One man unwittingly gave a very good example of what happens to grammar-taught students who wind up speaking the language. He had studied German in school and had been trained in a language center for a mission for his church. Once arrived in Austria, he was dumbfounded, lost. Then one day, as he put it, he stepped out onto the sidewalk from his apartment, looked up at the sky, and all of a sudden German made sense to him.
What had happened was that he had been listening to German since arriving in country. I am not one to deny that the training in traditional methods did not play some role; it may have but research is just not refined enough to tell us it does. The pivot point is the experience of using the language for communication. It all came together for him at once. Too few language students ever have this experience.
Yet I have students tell me this sort of thing all the time, about my class. One student, as I related in an earlier entry, told me in third year that he had picked up the first year book and looked at the grammar that had puzzled him first year and now it looked ridiculously easy.
Why is it our teachers do not understand that an understanding of grammar can come only in a language you already understand.

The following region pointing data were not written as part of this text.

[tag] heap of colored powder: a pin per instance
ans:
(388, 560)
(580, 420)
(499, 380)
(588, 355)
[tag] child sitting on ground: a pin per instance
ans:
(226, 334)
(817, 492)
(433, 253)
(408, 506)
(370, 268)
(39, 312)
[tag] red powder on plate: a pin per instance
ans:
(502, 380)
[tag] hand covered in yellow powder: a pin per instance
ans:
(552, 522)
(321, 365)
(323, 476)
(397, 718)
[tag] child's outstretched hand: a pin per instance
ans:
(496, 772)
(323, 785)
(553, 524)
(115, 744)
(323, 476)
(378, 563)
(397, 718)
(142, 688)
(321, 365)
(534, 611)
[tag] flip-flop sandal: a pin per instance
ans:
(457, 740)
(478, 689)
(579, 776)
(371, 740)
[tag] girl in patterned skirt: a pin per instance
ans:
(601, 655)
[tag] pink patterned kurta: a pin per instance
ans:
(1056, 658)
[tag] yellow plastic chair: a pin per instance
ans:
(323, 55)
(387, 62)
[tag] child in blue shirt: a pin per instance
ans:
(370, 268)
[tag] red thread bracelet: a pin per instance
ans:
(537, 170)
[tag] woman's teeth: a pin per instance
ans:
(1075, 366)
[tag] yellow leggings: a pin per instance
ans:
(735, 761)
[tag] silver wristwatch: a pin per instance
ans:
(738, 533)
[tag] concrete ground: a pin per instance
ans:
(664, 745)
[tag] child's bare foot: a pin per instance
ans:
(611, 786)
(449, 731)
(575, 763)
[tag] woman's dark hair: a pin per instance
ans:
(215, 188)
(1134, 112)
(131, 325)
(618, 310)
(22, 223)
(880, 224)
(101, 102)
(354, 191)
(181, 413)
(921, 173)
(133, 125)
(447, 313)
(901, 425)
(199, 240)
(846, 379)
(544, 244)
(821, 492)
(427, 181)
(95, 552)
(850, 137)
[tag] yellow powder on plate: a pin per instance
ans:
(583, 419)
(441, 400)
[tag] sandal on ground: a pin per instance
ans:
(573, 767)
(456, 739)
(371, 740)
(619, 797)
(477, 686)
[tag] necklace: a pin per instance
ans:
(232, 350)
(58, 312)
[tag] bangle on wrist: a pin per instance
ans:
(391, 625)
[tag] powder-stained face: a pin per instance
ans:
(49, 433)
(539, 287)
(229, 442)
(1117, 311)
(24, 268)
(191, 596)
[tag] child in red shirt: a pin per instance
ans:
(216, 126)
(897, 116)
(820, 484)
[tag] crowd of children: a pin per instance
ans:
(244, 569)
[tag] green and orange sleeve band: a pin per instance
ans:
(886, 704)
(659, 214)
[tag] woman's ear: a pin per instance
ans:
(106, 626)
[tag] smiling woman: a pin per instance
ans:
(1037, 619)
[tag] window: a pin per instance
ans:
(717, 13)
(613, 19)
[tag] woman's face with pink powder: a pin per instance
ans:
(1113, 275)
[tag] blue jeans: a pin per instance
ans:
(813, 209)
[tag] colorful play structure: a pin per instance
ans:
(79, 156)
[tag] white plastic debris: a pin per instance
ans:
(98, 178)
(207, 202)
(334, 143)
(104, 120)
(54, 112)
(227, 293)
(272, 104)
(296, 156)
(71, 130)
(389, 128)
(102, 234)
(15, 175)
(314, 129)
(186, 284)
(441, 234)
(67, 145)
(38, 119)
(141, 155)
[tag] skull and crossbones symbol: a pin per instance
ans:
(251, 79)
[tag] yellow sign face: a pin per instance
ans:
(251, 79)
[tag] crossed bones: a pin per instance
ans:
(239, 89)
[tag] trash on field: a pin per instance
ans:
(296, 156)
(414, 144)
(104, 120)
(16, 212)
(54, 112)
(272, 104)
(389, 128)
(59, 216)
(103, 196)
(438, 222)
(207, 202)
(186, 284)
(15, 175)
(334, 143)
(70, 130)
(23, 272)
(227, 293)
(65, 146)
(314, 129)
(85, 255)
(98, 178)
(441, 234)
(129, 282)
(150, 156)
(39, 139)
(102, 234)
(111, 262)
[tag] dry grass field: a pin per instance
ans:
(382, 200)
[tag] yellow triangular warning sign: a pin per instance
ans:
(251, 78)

Language proficiency does not come from grammar study. They cannot and will not grasp that. As one teacher told me when I questioned the thousands of worksheets he graded every week, they have to learn the grammar somehow. Do they learn it, I asked ? Smiling sheepishly, he replied, “No.”
But the structure is well supported. I’ve argued with professors who cite studies; they never cite the studies that show why those studies are wrong. And they dismiss anyone who denies the efficacy of grammar instruction. We are dealing with an entrenched elite who basks in the reputation adhering to multilingual people for being very, very smart. That disgusts me.
So what will happen? I think tprs will eventually swamp all other methods, based just on the ability of tprs to teach a language.